Florida’s hotel and retail sectors face significant challenges, but may be better positioned to rebound relative to other U.S. markets. Florida’s good weather, family-friendly venues (both natural and thematic), and easy drivability from many locations have always made it a favorite “staycation” destination for American travelers.

The retail sector disruption that preceded the COVID-19 crisis has only been exacerbated by it, and outside of grocery-anchored assets, this sector faces the most uncertainty. Here, again, Florida has some potential advantages, as it is home to some of the best malls in the world.

Florida’s multifamily market was one of the strongest in the country entering into this crisis, and so far it has been weathering the pandemic well. Our clients reported May rent collections around 90 percent—on par or just above the country as a whole. The exceptions are assets in markets with a high concentration of renters who are employed in entertainment and hospitality.

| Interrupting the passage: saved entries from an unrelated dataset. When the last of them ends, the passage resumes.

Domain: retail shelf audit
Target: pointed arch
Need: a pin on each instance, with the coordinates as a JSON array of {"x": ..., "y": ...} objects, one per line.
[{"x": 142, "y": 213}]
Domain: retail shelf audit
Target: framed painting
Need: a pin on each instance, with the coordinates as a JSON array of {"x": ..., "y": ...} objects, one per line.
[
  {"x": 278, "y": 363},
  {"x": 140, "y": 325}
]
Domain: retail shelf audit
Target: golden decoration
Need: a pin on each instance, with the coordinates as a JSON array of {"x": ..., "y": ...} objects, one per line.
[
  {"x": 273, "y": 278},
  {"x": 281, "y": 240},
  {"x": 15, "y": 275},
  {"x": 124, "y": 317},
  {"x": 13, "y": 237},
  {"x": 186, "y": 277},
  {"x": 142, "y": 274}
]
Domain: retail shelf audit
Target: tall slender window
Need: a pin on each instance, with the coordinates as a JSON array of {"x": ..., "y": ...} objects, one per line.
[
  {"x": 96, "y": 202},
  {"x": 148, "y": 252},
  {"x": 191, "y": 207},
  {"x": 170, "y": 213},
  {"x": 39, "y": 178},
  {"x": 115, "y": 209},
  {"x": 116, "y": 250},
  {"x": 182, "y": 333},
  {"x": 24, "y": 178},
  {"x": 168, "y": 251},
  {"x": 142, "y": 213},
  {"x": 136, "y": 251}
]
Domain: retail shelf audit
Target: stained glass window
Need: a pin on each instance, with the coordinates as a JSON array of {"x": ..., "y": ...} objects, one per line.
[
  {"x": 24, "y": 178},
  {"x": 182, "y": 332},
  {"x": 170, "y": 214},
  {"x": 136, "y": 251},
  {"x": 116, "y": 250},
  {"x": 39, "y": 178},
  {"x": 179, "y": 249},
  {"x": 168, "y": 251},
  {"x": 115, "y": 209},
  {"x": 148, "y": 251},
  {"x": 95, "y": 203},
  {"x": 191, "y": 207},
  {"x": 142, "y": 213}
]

Looking ahead with optimism

As other have noted, what’s unique about this downturn relative to ones past is that everyone—to varying degrees—has been impacted. There is a universality of experience that has given rise to unprecedented cooperation, which bodes well for our country’s long-term recovery. For Florida, specifically, resiliency is part of our DNA—it has to be when you live in the hurricane “cone of uncertainty.” I’m confident that our state and its real estate industry will adapt to meet the challenges and opportunities that lie ahead, and hopeful that this crisis will ultimately lead to innovations that improve the quality of our lives, the environment, and the business economies that we work in.